Grégoire. — J’ai failli, je l’avoue ; égaré par l’orgueil, j’ai abusé le monde, je me suis joué du ciel ; mais ce n’est pas à toi, Marina, de m’en punir, car je ne t’ai pas trompée, car tu es le seul être que j’aime, le seul dieu que je respecte, et ta présence suffit pour arrêter le mensonge sur mes lèvres ; c’est l’emportement de l’amour et de la jalousie qui m’a seul arraché cet aveu.

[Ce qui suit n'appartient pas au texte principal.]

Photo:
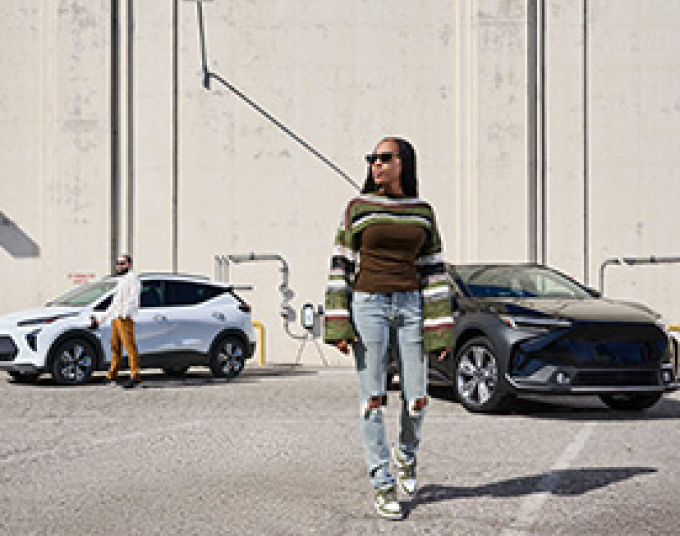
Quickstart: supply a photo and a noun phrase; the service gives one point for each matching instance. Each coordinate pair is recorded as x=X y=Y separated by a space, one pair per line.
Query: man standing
x=123 y=310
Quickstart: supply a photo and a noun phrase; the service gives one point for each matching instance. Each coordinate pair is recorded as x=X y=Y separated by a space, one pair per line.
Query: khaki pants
x=123 y=331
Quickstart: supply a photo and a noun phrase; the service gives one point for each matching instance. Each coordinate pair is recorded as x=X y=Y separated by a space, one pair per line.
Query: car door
x=153 y=326
x=197 y=324
x=440 y=370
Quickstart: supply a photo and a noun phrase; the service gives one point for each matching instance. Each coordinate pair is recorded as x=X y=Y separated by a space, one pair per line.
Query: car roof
x=171 y=276
x=499 y=264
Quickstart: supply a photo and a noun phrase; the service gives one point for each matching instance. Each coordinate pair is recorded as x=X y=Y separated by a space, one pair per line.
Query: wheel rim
x=477 y=376
x=75 y=363
x=230 y=357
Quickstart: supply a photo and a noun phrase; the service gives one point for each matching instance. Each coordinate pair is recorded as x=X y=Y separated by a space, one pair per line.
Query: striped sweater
x=361 y=212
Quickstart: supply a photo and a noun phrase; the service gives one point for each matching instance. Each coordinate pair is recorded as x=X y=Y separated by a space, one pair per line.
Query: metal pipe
x=634 y=261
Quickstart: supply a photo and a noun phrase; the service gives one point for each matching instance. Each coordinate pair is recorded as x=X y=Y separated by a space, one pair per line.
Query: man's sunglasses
x=383 y=157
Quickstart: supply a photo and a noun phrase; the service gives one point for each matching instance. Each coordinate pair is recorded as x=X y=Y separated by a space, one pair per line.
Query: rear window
x=183 y=293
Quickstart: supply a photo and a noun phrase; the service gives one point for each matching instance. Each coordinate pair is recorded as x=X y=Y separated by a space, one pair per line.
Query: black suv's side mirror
x=594 y=293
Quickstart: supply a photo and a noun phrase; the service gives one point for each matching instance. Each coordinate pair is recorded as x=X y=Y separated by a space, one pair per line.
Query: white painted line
x=531 y=506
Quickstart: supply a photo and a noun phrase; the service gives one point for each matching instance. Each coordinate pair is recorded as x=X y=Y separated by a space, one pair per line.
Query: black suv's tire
x=478 y=382
x=175 y=372
x=73 y=362
x=227 y=357
x=631 y=401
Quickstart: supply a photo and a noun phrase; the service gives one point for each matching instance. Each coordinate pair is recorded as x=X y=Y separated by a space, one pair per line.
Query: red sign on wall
x=80 y=278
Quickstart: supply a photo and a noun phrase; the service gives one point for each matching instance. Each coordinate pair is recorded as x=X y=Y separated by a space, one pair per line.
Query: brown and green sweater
x=369 y=209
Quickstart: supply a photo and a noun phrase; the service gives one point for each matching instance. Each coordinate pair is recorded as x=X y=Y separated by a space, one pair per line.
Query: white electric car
x=183 y=321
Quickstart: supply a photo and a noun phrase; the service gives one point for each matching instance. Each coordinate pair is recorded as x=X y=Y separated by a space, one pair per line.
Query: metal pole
x=175 y=134
x=115 y=130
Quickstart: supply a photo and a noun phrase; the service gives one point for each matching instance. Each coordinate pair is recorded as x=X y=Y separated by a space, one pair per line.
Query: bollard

Marina. — Pourquoi le faire ? Qui te le demandait ? S’il est vrai que tu ne sois qu’un moine fugitif, sans fortune et sans nom, et que, par un prodige inoui, tu aies pu faire illusion à deux grands peuples, que ne te rends-tu digne de cet étonnant succès ? Que ne couvres-tu ton imposture d’un voile éternel, impénétrable ? Puis-je, dis-moi, associer ma destinée à la tienne, quand tu viens si niaisement me révéler ton propre déshonneur ? Tu ne l’as fait que par amour, et qui me répond que demain tu ne le feras point par amitié pour mon père, par piété pour un prêtre, par fanfaronnade avec un autre ?

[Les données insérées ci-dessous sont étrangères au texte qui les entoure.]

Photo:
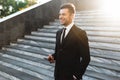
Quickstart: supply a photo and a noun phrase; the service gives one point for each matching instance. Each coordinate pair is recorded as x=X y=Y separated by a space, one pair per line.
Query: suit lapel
x=69 y=36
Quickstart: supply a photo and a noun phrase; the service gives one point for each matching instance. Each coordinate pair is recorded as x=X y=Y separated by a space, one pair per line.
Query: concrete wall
x=16 y=27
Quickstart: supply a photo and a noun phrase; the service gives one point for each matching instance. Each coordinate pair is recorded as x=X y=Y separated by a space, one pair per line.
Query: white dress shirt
x=67 y=30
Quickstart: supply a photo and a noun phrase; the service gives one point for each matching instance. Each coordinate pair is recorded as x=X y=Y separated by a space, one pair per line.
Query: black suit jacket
x=72 y=56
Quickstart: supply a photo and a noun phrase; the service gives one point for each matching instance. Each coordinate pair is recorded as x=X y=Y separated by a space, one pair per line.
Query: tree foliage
x=8 y=7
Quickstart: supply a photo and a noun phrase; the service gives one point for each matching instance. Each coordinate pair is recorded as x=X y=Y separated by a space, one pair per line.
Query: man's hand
x=51 y=59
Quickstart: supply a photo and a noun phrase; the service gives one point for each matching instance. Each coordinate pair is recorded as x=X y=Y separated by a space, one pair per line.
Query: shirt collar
x=69 y=26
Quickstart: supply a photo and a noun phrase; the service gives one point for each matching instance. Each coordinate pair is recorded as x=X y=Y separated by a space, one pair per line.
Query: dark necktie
x=63 y=36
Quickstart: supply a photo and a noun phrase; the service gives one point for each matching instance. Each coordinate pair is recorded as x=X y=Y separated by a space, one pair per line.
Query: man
x=71 y=55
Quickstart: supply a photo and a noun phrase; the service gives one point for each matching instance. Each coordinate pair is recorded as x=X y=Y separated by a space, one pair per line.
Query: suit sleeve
x=84 y=54
x=56 y=45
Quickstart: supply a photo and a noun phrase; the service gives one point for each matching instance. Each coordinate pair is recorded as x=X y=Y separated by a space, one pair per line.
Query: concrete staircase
x=26 y=59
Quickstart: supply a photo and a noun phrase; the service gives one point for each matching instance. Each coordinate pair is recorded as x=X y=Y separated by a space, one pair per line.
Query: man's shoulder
x=78 y=29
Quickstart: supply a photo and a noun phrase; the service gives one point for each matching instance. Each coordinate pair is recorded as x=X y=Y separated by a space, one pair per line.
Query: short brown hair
x=69 y=6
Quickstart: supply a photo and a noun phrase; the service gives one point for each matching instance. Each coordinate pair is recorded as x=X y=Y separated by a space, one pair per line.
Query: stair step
x=5 y=76
x=95 y=38
x=30 y=37
x=16 y=71
x=101 y=76
x=89 y=28
x=39 y=44
x=27 y=61
x=44 y=73
x=93 y=33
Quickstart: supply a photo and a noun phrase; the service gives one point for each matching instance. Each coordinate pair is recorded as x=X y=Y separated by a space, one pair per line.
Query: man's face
x=65 y=17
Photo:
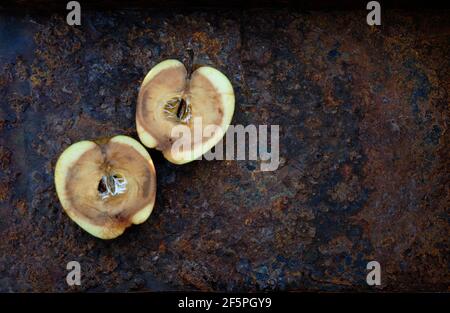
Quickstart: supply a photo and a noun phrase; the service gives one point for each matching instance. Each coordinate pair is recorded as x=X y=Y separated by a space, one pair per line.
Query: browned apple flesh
x=107 y=185
x=168 y=97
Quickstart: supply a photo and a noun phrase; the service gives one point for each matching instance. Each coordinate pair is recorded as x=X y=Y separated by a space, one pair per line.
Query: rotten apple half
x=169 y=97
x=106 y=185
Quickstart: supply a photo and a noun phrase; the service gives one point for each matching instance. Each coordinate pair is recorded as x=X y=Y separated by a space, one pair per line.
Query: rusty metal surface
x=363 y=116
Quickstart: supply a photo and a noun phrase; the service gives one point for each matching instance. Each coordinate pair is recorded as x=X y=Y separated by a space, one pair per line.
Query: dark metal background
x=364 y=176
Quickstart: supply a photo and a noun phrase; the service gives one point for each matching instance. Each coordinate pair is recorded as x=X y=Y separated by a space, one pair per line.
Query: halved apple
x=106 y=185
x=169 y=98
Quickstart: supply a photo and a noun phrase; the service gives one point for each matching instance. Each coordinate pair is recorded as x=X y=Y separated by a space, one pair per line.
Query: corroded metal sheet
x=364 y=172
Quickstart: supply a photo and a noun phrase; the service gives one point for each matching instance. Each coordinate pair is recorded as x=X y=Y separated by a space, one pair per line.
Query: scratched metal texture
x=364 y=147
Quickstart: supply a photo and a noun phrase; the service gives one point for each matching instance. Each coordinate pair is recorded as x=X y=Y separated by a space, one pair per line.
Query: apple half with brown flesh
x=169 y=97
x=106 y=185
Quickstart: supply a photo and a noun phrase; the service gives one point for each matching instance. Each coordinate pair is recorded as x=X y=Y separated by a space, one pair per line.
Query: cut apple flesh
x=106 y=186
x=169 y=98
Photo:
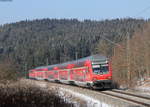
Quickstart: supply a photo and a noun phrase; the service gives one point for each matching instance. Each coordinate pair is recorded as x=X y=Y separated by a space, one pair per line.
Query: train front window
x=100 y=69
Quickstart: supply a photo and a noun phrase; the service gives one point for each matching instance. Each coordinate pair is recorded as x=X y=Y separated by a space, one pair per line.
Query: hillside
x=49 y=41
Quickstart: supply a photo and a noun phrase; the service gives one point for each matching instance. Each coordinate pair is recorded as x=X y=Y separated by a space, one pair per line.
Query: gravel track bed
x=101 y=100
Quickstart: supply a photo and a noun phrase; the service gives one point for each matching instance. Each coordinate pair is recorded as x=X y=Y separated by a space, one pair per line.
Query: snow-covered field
x=90 y=102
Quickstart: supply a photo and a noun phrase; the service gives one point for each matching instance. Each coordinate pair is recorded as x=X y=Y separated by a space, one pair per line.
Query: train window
x=100 y=69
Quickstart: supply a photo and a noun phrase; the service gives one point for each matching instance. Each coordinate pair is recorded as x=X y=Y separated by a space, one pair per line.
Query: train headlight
x=94 y=79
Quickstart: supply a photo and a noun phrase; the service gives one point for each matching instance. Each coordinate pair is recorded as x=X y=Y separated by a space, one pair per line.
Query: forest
x=27 y=44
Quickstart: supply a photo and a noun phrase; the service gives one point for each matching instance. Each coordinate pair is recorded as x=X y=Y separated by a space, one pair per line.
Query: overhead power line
x=142 y=11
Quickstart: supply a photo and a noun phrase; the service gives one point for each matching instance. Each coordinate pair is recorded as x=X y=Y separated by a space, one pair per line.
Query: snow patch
x=90 y=102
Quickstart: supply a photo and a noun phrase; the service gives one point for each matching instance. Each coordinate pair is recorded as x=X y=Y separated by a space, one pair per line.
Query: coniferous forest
x=28 y=44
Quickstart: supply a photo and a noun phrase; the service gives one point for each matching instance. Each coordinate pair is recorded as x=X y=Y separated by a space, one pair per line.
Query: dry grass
x=29 y=95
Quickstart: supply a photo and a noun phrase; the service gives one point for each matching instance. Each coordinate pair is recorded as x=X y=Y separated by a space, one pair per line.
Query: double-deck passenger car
x=94 y=71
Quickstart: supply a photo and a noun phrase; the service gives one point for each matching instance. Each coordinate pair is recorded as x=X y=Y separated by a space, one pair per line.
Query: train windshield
x=100 y=69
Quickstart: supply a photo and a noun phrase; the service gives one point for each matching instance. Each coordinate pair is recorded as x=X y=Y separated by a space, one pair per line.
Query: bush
x=22 y=95
x=8 y=72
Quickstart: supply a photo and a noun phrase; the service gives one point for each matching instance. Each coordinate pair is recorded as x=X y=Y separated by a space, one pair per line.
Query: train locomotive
x=94 y=72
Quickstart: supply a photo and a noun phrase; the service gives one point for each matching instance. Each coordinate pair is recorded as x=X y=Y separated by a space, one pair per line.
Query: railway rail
x=128 y=97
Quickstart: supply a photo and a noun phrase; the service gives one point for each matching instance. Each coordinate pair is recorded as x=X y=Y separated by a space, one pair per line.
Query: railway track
x=137 y=99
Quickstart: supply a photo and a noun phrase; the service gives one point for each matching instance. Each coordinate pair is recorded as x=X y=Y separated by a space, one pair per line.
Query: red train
x=93 y=71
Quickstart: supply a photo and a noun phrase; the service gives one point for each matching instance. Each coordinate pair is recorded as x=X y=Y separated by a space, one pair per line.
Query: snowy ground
x=144 y=86
x=89 y=101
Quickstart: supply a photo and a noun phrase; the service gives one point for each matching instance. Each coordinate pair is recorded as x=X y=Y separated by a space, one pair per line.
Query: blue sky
x=18 y=10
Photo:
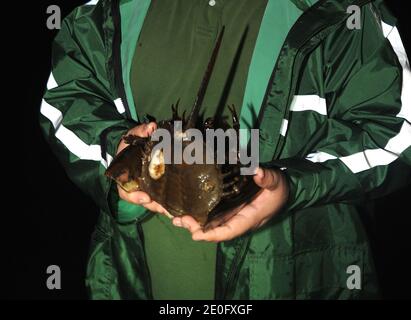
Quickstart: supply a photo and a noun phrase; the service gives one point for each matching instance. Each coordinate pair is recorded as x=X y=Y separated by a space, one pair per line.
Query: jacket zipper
x=119 y=86
x=296 y=69
x=146 y=270
x=117 y=66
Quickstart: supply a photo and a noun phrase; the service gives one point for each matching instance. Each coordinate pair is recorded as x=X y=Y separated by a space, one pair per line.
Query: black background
x=51 y=221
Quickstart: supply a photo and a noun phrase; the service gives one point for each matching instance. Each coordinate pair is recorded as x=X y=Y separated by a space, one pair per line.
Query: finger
x=187 y=222
x=222 y=218
x=266 y=179
x=234 y=227
x=157 y=208
x=144 y=130
x=137 y=197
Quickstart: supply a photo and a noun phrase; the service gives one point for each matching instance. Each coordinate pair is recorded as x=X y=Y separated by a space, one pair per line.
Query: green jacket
x=335 y=114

Grégoire. — Je jure que tes seuls dédains ont pu me faire parler ; je jure que je ne trahirai mon secret, ni dans l’ivresse des festins, ni dans les épanchemens de l’amitié, ni sous le poignard du meurtrier, ni dans les tortures de la question.
Marina. — Puisque tu le jures, il faut te croire ; mais, dis-moi, qui prends-tu à témoin de ce serment ? Est-ce Dieu, ainsi qu’il sied à un fervent disciple des jésuites ? est-ce l’honneur, comme doit le faire un noble chevalier ? ou, comme un fils de roi, nous donnes-tu simplement ta royale parole ?

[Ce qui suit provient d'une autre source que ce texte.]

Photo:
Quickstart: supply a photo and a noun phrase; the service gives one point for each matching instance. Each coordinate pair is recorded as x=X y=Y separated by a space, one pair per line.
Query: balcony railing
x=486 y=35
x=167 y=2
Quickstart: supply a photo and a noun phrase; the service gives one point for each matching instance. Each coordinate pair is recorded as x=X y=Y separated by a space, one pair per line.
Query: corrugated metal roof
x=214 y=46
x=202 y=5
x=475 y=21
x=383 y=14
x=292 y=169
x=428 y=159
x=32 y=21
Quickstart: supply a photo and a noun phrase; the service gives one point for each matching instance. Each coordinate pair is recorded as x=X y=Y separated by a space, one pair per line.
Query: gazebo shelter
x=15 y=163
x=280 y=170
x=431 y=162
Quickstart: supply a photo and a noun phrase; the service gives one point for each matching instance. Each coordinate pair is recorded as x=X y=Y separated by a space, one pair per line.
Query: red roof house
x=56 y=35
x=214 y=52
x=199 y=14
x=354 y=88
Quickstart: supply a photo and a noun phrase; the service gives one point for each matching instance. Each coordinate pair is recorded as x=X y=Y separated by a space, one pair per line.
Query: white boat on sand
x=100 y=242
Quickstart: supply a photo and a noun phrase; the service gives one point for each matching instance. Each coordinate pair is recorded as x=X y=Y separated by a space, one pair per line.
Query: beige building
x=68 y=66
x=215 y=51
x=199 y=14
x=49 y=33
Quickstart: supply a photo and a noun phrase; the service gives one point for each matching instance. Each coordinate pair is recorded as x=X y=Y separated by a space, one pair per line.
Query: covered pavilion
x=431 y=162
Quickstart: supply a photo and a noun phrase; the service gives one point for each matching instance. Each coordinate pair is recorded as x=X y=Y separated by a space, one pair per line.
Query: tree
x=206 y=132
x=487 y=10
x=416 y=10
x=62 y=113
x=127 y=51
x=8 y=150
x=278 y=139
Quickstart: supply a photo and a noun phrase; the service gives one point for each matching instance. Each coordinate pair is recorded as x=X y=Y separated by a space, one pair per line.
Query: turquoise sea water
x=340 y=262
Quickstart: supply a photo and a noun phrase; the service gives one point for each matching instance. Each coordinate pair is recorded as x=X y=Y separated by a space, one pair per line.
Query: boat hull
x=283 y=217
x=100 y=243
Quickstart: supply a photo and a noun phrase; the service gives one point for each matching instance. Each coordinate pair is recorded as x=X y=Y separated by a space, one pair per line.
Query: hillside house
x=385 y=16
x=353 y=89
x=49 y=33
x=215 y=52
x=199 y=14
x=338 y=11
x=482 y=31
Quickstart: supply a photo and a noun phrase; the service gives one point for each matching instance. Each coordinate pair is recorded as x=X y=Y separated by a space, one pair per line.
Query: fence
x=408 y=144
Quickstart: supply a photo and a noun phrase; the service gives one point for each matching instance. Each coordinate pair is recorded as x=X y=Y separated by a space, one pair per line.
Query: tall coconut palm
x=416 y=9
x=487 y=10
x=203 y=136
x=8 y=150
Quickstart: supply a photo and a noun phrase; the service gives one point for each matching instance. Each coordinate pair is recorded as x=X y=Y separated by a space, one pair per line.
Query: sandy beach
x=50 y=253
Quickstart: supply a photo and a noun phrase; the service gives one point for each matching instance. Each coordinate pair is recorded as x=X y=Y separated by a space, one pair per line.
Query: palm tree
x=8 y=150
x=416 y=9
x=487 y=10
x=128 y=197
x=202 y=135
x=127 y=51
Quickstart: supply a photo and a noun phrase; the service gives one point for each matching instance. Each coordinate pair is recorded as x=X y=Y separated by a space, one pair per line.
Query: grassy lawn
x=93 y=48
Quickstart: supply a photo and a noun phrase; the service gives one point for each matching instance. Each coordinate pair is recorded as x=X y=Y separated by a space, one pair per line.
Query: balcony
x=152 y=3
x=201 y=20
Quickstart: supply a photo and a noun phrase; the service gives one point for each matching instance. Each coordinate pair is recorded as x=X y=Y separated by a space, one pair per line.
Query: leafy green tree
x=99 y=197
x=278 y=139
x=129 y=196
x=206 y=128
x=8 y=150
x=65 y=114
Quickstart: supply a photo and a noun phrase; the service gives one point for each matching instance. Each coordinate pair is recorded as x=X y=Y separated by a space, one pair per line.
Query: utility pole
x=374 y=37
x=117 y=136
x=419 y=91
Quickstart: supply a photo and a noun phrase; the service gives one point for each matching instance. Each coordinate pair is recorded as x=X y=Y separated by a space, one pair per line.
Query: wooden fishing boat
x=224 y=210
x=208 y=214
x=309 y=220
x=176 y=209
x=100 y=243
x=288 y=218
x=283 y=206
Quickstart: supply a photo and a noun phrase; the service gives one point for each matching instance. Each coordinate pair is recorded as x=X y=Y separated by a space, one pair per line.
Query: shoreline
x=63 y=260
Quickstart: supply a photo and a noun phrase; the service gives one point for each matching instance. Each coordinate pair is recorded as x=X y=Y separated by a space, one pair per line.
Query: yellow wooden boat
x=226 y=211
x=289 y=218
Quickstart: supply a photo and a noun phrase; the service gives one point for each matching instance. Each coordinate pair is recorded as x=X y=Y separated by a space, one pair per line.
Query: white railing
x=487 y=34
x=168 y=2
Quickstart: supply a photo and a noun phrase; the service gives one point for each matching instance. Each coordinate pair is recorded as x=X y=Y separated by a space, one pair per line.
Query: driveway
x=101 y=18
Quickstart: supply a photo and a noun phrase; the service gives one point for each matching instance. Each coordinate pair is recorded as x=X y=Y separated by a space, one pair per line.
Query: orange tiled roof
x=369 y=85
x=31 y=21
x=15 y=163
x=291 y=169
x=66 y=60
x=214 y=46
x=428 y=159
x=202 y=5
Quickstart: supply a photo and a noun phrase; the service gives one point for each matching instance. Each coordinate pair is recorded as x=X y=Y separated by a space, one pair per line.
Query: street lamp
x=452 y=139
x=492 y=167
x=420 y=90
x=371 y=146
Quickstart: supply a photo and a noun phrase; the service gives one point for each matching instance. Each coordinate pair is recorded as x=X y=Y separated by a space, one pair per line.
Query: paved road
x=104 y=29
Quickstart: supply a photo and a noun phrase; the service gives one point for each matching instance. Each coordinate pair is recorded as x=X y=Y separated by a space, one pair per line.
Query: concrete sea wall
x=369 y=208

Grégoire, fièrement. — L’ombre de Jean-le-Terrible m’a adopté du fond de son tombeau ; elle m’a proclamé Démétrius ; elle a soulevé les peuples à ma voix ; elle a désigné Boris pour être ma victime ; je suis roi. Adieu ; je ne me suis que trop avili devant une orgueilleuse Polonaise ; les hasards de la guerre, et dans quelque temps peut-être, les soins de mon empire me feront oublier mon amour, et quand cette fatale passion sera morte dans mon cœur, il n’y restera plus que de la haine et du mépris pour celle qui l’a inspirée. Je vais chercher une couronne, je trouverai peut-être la mort ; qu’elle m’atteigne comme un soldat sur les champs de bataille, ou comme un obscur rebelle sur une place publique, je ne serai plus qu’un étranger pour toi ; mais peut-être aussi regretteras-tu, bientôt, d’avoir brisé les liens qui allaient nous unir.
Marina. — Et si j’allais découvrir ta ruse, arracher le masque dont tu te couvres, imposteur ?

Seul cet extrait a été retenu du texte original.